Im österreichischen Trinkwasser ist durchgehend die bedenkliche Chemikalie Trifluoracetat (TFA) nachweisbar, berichtete der Umweltchemiker Helmut Burtscher-Schaden Mittwoch bei einer Pressekonferenz in Wien. Diese werden zu den Ewigkeitschemikalien gerechnet, da sie enorm lange brauchen, bis sie sich abbauen.

Die Umweltschutzorganisation Global 2000 fordert in einer Petition an die Landeshauptleute und Bundesregierung ein „sofortiges Verbot“ der Haupteintragsquellen von TFA: Gewisse landwirtschaftliche Pflanzenschutzmittel (PFAS-Pestizide) und Kühlstoffe (F-Gase).
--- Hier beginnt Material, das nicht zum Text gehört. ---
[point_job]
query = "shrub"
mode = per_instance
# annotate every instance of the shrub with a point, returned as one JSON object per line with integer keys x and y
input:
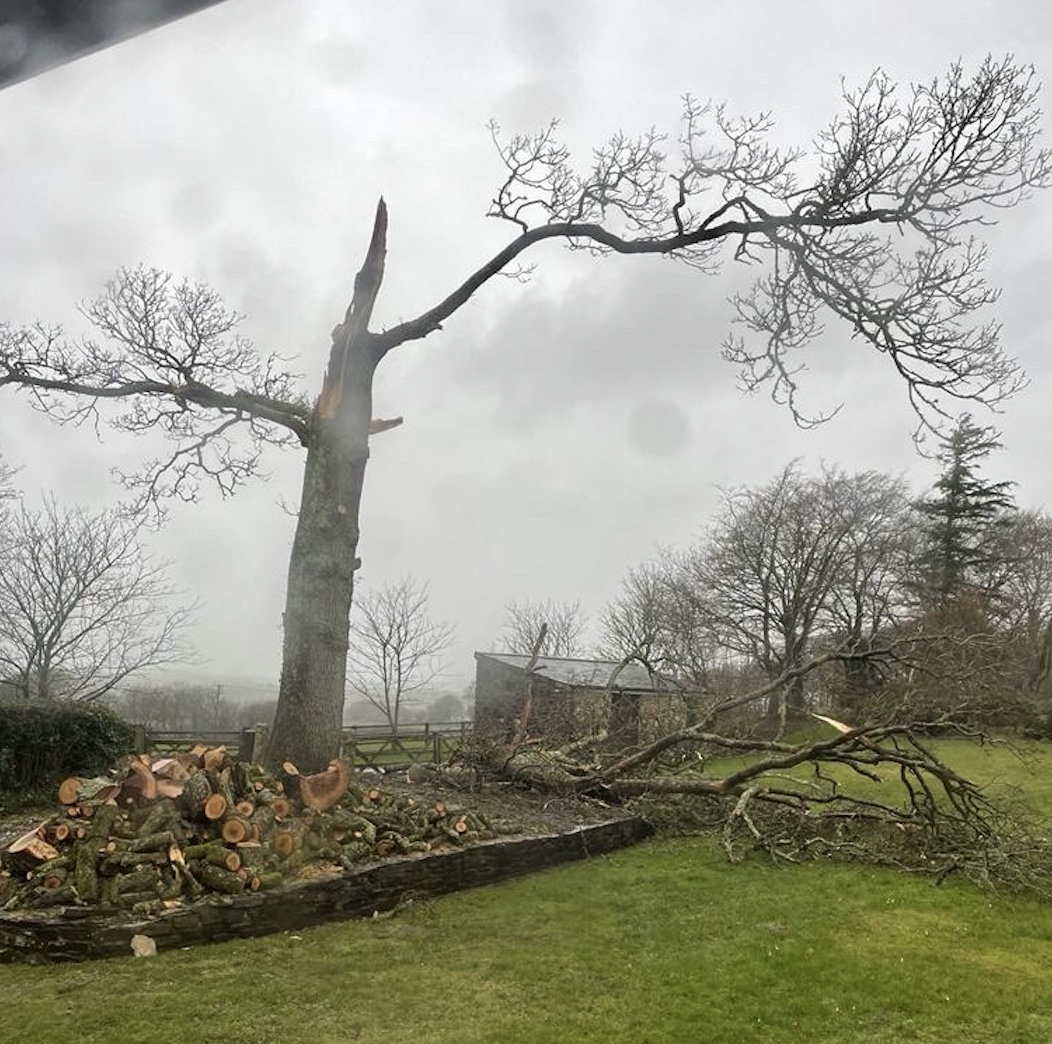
{"x": 42, "y": 742}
Umweltschützer von Global 2000 und dem europäischen Pestizid-Aktions-Netzwerk (PAN Europe) entnahmen im Frühjahr 2024 in elf EU Ländern wie Österreich, Deutschland und Ungarn Leitungs- und Mineralwasserproben. Anschließend ließen sie eine Analyse durchführen, ob darin TFA enthalten ist. Dieser Stoff gehört zu den per- und polyfluorierten Alkylverbindungen, kurz PFAS, die wegen vieler gesundheitsschädlicher Wirkungen zunehmend in der Europäischen Union verboten werden. Es ist das „terminale Abbauprodukt“ von rund 2000 PFAS und gilt wegen seiner großen Beständigkeit als „Ewigkeitschemikalie“, so Burtscher-Schaden (Global 2000).

Auch viele Mineralwasserflaschen verseucht
In 32 Proben aus öffentlichen Trinkwassernetzen und zwei Proben aus privaten österreichischen Hausbrunnen konnten die Umweltschützer TFA nachweisen. Lediglich zwei Wasserproben aus Deutschland enthielten keine nachweisbaren Mengen an TFA, berichten sie. Auch in Flaschen verkauftes Mineral- und Quellwasser enthielt in fast zwei Dritteln der Fälle TFA. „Die durchschnittliche Verunreinigungs-Menge war in Mineral- und Quellwasser jedoch deutlich niedriger als bei Leitungswasser“, so der Umweltchemiker.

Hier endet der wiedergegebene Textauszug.